Et le responsable de rappeler que, dans le commerce indépendant d’habillement, le salaire est la seule variable. Situation paradoxale car, comme le pointe le dirigeant de la fédération, tous les commerçants et vendeurs indépendants sont des gilets jaunes en puissance. « Ce sont des gens en grande souffrance aujourd’hui, désespérés de ne pas pouvoir vivre de leur métier et de ne pouvoir s’adapter aux mutations auxquelles ils doivent faire face », explique-t-il. « Nous nous sentons comme des victimes collatérales. Car même dans les villes où il n’y a pas eu de blocage, il y a eu les mêmes conséquences sur les ventes. »

Comme le rapportait FashionNetwork.com, la FNH a obtenu de la Direccte (Direction régionale entreprise, concurrence, consommation, travail et emploi) la mise en place d’un guichet unique pour aider les commerçants indépendants dans leurs démarches de demande de soutien, plutôt que de devoir le faire département par département, parfois sous des formes variées. En revanche, la FNH n’a pas obtenu de fonds d’urgence en trésorerie par la BPI. « On nous a répondu que c’était une mesure trop sectorielle », déplore Eric Mertz. « Mais je ne lâcherai pas le morceau. Car je crains que la situation ne se dégrade, que les défaillances se multiplient. »

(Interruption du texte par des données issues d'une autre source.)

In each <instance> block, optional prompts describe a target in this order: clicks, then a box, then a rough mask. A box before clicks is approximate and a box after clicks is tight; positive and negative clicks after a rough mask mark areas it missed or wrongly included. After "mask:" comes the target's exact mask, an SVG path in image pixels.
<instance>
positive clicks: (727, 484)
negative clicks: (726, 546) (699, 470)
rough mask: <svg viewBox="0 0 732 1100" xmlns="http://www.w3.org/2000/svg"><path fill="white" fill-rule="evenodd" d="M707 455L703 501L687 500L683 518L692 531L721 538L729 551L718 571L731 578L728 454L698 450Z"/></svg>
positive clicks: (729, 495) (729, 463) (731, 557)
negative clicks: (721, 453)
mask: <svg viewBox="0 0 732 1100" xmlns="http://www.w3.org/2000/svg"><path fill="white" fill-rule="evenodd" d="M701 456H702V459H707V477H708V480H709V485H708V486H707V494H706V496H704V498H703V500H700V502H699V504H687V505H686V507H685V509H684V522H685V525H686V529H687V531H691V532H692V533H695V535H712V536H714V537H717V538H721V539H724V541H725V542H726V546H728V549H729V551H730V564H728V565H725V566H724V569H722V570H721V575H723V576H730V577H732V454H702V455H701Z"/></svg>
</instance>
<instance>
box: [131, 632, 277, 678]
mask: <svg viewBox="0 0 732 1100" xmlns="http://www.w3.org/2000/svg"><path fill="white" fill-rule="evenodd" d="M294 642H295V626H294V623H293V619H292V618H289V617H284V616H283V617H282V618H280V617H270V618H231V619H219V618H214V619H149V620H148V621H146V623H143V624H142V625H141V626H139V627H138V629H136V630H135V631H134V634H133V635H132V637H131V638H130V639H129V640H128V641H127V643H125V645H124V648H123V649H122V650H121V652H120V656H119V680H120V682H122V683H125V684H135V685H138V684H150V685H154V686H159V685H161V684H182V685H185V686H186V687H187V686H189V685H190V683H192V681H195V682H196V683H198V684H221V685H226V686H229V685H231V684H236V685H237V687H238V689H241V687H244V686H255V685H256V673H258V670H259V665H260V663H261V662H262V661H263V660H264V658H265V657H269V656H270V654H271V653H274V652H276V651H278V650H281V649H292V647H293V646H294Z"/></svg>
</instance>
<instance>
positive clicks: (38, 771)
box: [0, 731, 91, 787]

La FNH présentera au début du printemps son programme 2019-2022, tandis que des initiatives portant sur le recyclage et la collecte de vêtements devraient être annoncées dans les prochains mois. Mais Eric Mertz veut avant tout faire de l’année 2019 celle du dialogue. Soulignant avec certitude que l’année sera mauvaise pour les grandes enseignes elles-mêmes, le dirigeant insiste sur la tenue d’Assises du commerce, qui mobiliseraient les 13 chambres régionales de la FNH, afin de mener une réflexion sur la transformation du métier et des magasins. Avec comme idée centrale le retour de l’humain au cœur du dispositif.

« Je pense que la FNH a un rôle majeur à jouer dans les changements qui s’imposent à la vente d’habillement », affirme Eric Mertz, qui rappelle que le Plan Marshall pour les centres-villes un temps présenté par la FNH a très largement nourri le plan Action Cœur de Ville du gouvernement. Plan qui, confie le président, semble au point mort sur le terrain. Quant à la fédération elle-même, le nouveau dirigeant estime qu’il y a un « travail de conquête » à mener. Et entend bien jouer les VRP auprès des indépendants.